In a column today on plans to encourage teachers to be inclusive of LGBT people, Ms Phillips said they were an “abuse of childhood”, “the new McCarthyites” and part of a campaign to “destroy normal sexual behaviour”.

Ms Phillips also implied that homosexuality would become “mandatory”.

She wrote: “In geography, for example, [children] will be told to consider why homosexuals move from the ­countryside to cities. In maths, they will be taught ­statistics through census ­findings about the number of ­homosexuals in the population.

“In science, they will be directed to ­animal species such as emperor ­penguins and sea horses, where the male takes a lead role in raising its young.

“Alas, this gay curriculum is no laughing matter. Absurd as it sounds, this is but the latest attempt to brainwash children with propaganda under the ­camouflage of ­education. It is an abuse of childhood.

“And it’s all part of the ruthless campaign by the gay rights lobby to destroy the very ­concept of normal sexual behaviour.

“Not so long ago, an epic political battle raged over teaching children that ­homosexuality was normal.

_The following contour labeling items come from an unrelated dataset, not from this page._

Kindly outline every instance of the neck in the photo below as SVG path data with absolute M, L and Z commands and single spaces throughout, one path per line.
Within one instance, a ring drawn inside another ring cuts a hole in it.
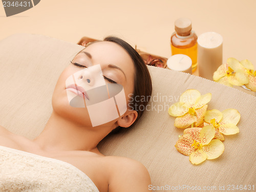
M 108 133 L 108 129 L 92 130 L 78 125 L 53 112 L 44 131 L 34 141 L 45 151 L 98 152 L 97 145 Z

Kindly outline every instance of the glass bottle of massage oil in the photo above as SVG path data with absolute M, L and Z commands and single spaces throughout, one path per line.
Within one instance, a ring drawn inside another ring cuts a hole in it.
M 180 18 L 175 21 L 175 32 L 170 37 L 172 55 L 183 54 L 192 60 L 192 72 L 197 67 L 197 36 L 191 31 L 191 21 Z

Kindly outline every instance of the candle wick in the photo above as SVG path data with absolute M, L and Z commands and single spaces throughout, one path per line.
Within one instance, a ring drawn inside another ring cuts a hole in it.
M 181 62 L 181 60 L 184 58 L 184 57 L 182 57 L 181 59 L 180 59 L 180 61 L 179 62 L 180 63 Z

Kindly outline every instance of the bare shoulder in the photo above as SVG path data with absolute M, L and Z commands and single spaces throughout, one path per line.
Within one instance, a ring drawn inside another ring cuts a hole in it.
M 0 125 L 0 134 L 12 134 L 12 133 L 7 130 L 5 127 Z
M 150 174 L 141 162 L 125 157 L 105 157 L 110 165 L 109 192 L 148 191 Z

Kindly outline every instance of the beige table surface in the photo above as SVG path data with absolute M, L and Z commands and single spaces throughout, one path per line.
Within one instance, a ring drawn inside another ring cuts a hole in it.
M 174 22 L 185 17 L 198 36 L 208 31 L 221 34 L 223 62 L 229 57 L 247 59 L 256 69 L 255 9 L 256 0 L 42 0 L 7 17 L 1 2 L 0 40 L 19 32 L 73 43 L 83 36 L 100 39 L 114 35 L 168 58 Z

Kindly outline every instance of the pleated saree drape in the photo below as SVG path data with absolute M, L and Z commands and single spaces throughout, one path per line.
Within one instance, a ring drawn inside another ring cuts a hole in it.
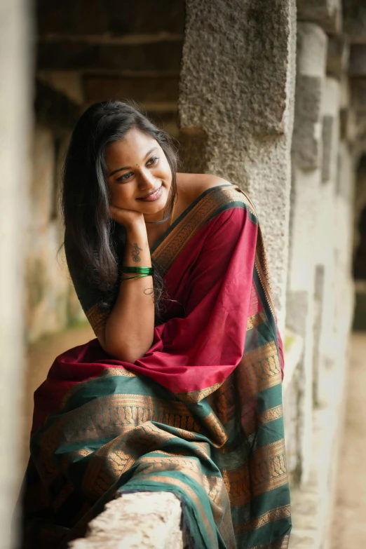
M 114 360 L 95 339 L 35 393 L 23 546 L 62 547 L 107 501 L 147 490 L 179 498 L 189 547 L 285 549 L 282 348 L 255 210 L 210 189 L 151 253 L 171 301 L 146 355 Z

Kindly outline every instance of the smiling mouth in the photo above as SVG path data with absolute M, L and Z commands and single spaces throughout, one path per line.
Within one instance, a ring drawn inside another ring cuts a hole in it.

The fight over Section 28, as it became known, resulted in the repeal of the legal requirement on schools not to promote homosexuality.

“As the old joke has it, what was once impermissible first becomes tolerated and then becomes mandatory.”

Today, her name became a trending topic on Twitter as users reacted to the article.

It also inspired a Daily Mash spoof, titled ‘Poofter spat in my macaroni, claims angry old woman’.

Ms Phillips has argued in the past that the gay rights agenda undermines marriage and has called homosexuality a “lifestyle choice”.

In 2009, she spoke at gay networking event Village Drinks, debating lesbian MP Angela Eagle on free speech.

She argued: “Equality has become an Orwellian word. We are in grave danger of turning thought into crime.

“Is it wrong to criminalise the giving of offence; is it right to criminalise disapproval?”

Two years ago, Daily Mail columnist Jan Moir provoked a storm by implying that gay Boyzone star Stephen Gately had died as a result of homosexuality.

The star died from natural causes and 25,000 people complained to the Press Complaints Commission about her article.